UNE NATION QUI LIT EST UNE NATION QUI GAGNE

2022 : Une année assombrie par des contre-performances

L’année 2022 s’achève, dans quelques heures, sur un sentiment de désillusion voire d’amertume pour le plus grand nombre de nos compatriotes.

.Les autorités de la transition, qui ont hérité, il est vrai, d’un pays en état de décomposition avancée, n’ont pas su faire face, avec la diligence et l’efficacité appropriées, à leur demande pressante de nourriture, de logement, de santé, d’éducation, d’environnement propre. Pour tout dire de bien-être social.

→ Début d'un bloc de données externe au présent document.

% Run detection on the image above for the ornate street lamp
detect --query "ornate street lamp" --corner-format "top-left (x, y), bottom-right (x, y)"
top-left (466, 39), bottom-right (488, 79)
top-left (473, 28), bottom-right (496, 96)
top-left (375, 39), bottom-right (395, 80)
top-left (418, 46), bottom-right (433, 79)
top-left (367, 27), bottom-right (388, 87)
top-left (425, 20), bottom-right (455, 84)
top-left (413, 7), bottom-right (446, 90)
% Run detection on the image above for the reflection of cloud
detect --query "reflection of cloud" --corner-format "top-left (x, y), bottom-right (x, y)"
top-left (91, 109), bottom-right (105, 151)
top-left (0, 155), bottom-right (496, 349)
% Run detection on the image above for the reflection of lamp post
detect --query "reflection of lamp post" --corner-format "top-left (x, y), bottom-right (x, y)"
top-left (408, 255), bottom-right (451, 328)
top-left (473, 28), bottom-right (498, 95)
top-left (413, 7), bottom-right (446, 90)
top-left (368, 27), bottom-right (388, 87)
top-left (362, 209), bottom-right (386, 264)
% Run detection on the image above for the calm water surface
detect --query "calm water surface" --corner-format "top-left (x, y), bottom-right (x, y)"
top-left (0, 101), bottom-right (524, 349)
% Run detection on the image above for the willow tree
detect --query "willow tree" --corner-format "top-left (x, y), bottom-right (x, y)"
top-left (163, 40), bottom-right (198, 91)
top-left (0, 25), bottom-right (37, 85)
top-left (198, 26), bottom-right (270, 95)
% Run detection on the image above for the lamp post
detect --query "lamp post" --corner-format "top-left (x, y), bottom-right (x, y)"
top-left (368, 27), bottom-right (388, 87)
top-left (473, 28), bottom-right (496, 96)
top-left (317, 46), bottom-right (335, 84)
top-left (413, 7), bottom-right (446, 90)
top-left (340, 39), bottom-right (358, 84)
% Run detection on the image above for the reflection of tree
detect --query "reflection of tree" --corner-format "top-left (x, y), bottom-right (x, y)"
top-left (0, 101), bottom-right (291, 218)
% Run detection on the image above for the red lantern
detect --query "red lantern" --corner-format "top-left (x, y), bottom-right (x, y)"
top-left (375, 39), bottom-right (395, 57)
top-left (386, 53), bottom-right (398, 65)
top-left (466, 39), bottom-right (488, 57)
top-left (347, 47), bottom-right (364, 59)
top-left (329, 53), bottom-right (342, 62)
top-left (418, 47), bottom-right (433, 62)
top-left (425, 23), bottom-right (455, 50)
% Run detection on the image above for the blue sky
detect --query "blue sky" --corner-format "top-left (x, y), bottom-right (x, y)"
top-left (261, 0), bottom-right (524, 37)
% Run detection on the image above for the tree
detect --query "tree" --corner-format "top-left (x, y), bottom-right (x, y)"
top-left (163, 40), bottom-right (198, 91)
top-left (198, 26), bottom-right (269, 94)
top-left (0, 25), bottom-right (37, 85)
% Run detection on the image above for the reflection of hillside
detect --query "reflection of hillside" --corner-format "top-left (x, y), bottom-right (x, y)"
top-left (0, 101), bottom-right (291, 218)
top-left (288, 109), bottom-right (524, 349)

. Le terrorisme jihadiste, familier du paysage malien depuis les années 2000, a réalisé des gains territoriaux substantiels, profitant du vide créé par le retrait des forces françaises et européennes et la paralysie de la Force conjointe du G5-Sahel suite au départ du Mali. Un vide qui, il faut bien en convenir, tarde à être comblé par les FAMa et leurs nouveaux alliés russes.

. Après un embourbement de sept ans, le processus de paix au nord est plus que jamais au bord de la rupture avec la décision récente des Mouvements signataires de l’Accord d’Alger les plus significatifs de suspendre leur participation aux organes chargés de sa mise en œuvre jusqu’à ce que la demande de la CMA, relative à «  la tenue d’une réunion urgente sur un terrain neutre » avec la Médiation internationale, à l’effet d’une évaluation complète, soit satisfaite.

. La refondation de l’Etat, facteur de division supplémentaire des forces politiques et sociales, qui a servi à légitimer le second coup d’Etat militaire du 21 mai 2021 et à proroger la transition de deux années, avance à pas de tortue. Dans un entretien de fraîche date avec la presse publique, le ministre de la Refondation de l’Etat, Ibrahim Ikassa Maïga révélait que le Cadre Stratégique élaboré à cette fin prévoit cinq années pour la mise en œuvre des 517 recommandations issues des Assises Nationales de la Refondation (ANR) tenues  fin décembre 2021. Ceci peut expliquer cela. Le bateau de la Transition est trop lourdement chargé pour  avancer à la cadence souhaitable.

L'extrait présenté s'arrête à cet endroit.